While details about the infrastructure programme are sketchy at the moment, the official said the multitrillion-rand scheme, which could last for between three and five years, would incorporate projects on energy, transport and logistics, rail, education, housing, health, dams, and roads.

Government, the official said, would consider various funding models, including borrowing money from the Public Invest Corporation, the International Monetary Fund, the Development Bank of Southern Africa and the New Development Bank.

Funding from asset managers and other private lenders would also be considered, he said, adding that, while the economy would be battered in the short term, the reconstruction afterwards would offer Treasury an opportunity to implement drastic reforms in the economy.

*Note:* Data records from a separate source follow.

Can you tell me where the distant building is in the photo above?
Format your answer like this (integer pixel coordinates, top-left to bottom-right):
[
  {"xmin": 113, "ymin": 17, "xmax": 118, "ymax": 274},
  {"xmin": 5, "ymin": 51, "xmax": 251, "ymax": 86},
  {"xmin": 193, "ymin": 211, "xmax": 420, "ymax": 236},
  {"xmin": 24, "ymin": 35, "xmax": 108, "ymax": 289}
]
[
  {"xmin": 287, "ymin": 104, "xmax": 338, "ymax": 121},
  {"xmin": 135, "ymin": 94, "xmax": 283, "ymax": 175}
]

As the economy declined, unemployment levels would increase dramatically and, as companies retrenched, the country’s tax base would shrink and the deficit on the budget would rise, he said, adding that the implications for government were big.

“The question is, what are we doing? We are introducing the structural reforms we spoke about. We are reorganising ourselves as a government. We are talking about actions that must be taken immediately after Covid-19.”

Early this week, Sars commissioner Edward Kieswetter reported that the agency had collected R1.356 trillion in taxes last year. This was R66.2 billion short of the projected R1.42 trillion.

The official said he had also heard that Treasury and Ramaphosa’s infrastructure investment office, headed by former Tshwane mayor Kgosientso Ramokgopa, were working on an infrastructure plan that would be announced in due course.